Bersama Leo Echteld, rekan sesama fisioterapis di Timnas Indonesia, Chesley membentuk duet maut yang memastikan para pemain selalu dalam kondisi prima.
Namun, apa yang membuatnya istimewa? Pendekatannya yang revolusioner!
Ia menggabungkan fisioterapi, pelatihan pribadi, dan pelatihan performa olahraga untuk membawa klien—termasuk bintang Timnas—ke level fisik terbaik mereka.
Hasilnya? Pemain akan lebih kuat, cepat, dan tahan banting di lapangan!
Chesley bukan sekadar “tukang pijat” biasa.
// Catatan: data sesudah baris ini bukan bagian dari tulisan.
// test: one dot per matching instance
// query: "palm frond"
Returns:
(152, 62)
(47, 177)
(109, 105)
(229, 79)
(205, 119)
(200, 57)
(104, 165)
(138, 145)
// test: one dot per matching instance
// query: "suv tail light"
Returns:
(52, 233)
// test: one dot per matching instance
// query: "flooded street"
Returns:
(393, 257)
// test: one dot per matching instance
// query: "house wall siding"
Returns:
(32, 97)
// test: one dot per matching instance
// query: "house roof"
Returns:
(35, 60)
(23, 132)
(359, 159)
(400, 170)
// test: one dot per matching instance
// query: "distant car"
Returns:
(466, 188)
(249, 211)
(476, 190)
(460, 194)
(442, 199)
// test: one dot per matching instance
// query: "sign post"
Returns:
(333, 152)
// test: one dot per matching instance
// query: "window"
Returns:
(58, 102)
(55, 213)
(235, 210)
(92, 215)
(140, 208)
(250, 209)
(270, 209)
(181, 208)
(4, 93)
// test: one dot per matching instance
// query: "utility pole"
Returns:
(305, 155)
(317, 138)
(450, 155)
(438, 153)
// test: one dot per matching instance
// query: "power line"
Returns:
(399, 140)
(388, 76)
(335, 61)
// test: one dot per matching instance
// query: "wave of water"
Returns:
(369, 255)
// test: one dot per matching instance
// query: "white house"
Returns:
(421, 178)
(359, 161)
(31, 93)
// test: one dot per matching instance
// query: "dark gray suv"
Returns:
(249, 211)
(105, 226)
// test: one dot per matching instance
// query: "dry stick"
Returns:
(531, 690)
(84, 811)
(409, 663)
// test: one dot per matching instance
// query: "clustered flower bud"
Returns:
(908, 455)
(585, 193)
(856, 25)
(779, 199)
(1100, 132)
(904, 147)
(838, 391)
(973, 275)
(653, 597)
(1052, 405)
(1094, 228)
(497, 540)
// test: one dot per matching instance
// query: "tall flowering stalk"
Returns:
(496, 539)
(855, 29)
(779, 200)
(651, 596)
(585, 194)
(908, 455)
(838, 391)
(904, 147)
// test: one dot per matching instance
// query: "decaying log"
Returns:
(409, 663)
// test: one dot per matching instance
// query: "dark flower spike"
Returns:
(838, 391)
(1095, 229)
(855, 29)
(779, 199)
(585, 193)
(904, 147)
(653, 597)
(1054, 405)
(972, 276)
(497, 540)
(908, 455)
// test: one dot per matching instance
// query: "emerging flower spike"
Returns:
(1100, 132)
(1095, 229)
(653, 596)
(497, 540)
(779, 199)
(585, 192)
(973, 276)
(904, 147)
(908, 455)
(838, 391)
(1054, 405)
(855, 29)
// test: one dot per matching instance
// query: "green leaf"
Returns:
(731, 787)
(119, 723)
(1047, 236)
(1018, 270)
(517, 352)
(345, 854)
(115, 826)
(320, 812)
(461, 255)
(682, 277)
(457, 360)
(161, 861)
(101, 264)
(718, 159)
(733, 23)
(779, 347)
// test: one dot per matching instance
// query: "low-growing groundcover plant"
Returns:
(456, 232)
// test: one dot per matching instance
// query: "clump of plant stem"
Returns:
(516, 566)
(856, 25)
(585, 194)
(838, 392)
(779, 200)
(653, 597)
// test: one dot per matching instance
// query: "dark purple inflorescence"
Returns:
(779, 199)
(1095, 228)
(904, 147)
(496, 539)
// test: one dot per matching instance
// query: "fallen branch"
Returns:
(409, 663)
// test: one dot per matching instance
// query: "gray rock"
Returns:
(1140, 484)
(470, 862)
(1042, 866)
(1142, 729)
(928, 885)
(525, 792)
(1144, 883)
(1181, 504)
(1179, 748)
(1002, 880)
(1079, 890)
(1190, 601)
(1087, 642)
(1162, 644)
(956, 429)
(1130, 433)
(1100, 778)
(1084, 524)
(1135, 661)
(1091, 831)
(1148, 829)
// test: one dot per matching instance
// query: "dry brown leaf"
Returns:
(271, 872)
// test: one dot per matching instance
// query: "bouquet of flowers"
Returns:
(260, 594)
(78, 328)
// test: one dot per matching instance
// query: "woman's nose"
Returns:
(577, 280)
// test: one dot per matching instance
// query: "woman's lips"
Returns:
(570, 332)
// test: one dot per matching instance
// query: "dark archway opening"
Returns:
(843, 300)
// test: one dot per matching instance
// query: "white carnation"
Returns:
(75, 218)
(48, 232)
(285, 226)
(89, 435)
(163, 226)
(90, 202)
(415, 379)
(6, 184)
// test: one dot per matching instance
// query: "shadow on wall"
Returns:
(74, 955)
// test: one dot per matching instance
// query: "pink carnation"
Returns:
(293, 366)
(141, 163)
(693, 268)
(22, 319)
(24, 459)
Di Fysiomed, ia dikenal sebagai terapis yang teliti dan inovatif, selalu mencari cara untuk memaksimalkan pemulihan dan performa atlet.
Kini, bersama “super tim” Timnas Indonesia—yang juga terdiri dari pelatih fisik Quentin Jakoba, video analis Jordy Kluitenberg, serta team developer Bram Verbruggen dan Regi Blinker—Chesley menjadi kunci sukses di balik stamina dan ketangguhan Garuda.
Mengapa Chesley ten Oever Begitu Penting?
Bayangkan pemain Timnas Indonesia berlari kencang tanpa rasa sakit, pulih cepat dari cedera, dan siap tempur di setiap laga. Itulah magis yang dibawa Chesley.
Dengan keahlian terapi manualnya, ia tak hanya menyembuhkan, tapi juga mencegah cedera, menjadikannya sosok tak tergantikan dalam misi Timnas meraih prestasi dunia. (faw/ted)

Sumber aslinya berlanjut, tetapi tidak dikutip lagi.